* There is no satisfying answer to this question because "identity" has no singular definition: sometimes it's something intrinsic; other times it's something that's completely acquired. People cherry pick and apply the analogies that conform to their preexisting beliefs or their political affiliations.
* It's not the case that a sex reassignment surgery is just a cosmetic alteration -- a person that receives massive doses of hormones is changing their internal biochemistry, the way their muscles grow, and even the way they think at a fundamental level. If it's inauthentic to say that a transwoman is a woman, it's also inauthentic to call this person a man. As an aside, a 'gender spectrum' may not be the worst form of classification in this case.
* Anti-trans folks talk about the genotype as though it's hardwired into the human soul.
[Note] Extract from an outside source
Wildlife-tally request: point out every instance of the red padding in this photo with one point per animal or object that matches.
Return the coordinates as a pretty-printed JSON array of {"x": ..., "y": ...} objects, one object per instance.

There is evidence now that gut bacteria release chemicals which alter how the body works, how the brain works, and how genes are expressed and activated via epigenetics. Gut bacteria aren't intrinsic to the human body, but they have a colossal effect on both phenotype and genotype. Even social interaction can activate or deactivate genes. Genes aren't a sacred codex, but are altered (if not structurally, then functionally) all the time via the most trivial causes.
* It's not known whether or not transsexuality is itself a genetic phenomenon. If we discover a "transsexuality genotype" which makes people feel like a different gender, then transsexuality would be natural enough to deserve the same status as classical gender differences. The same appeal to nature can be made, for transsexuality, as is often made for classifying gender according to XX/XY chromosomal differences.
@squark. For what it's worth, I'm still on the fence about whether or not this whole thing is just a temporary fad. I'm aware that people can be convinced to hold the most outrageous beliefs and commit the most self-destructive actions. I really, truly cannot fathom these people's state of mind. I'm sorry to say, however, that the arguments levied against transsexuality aren't particularly decisive.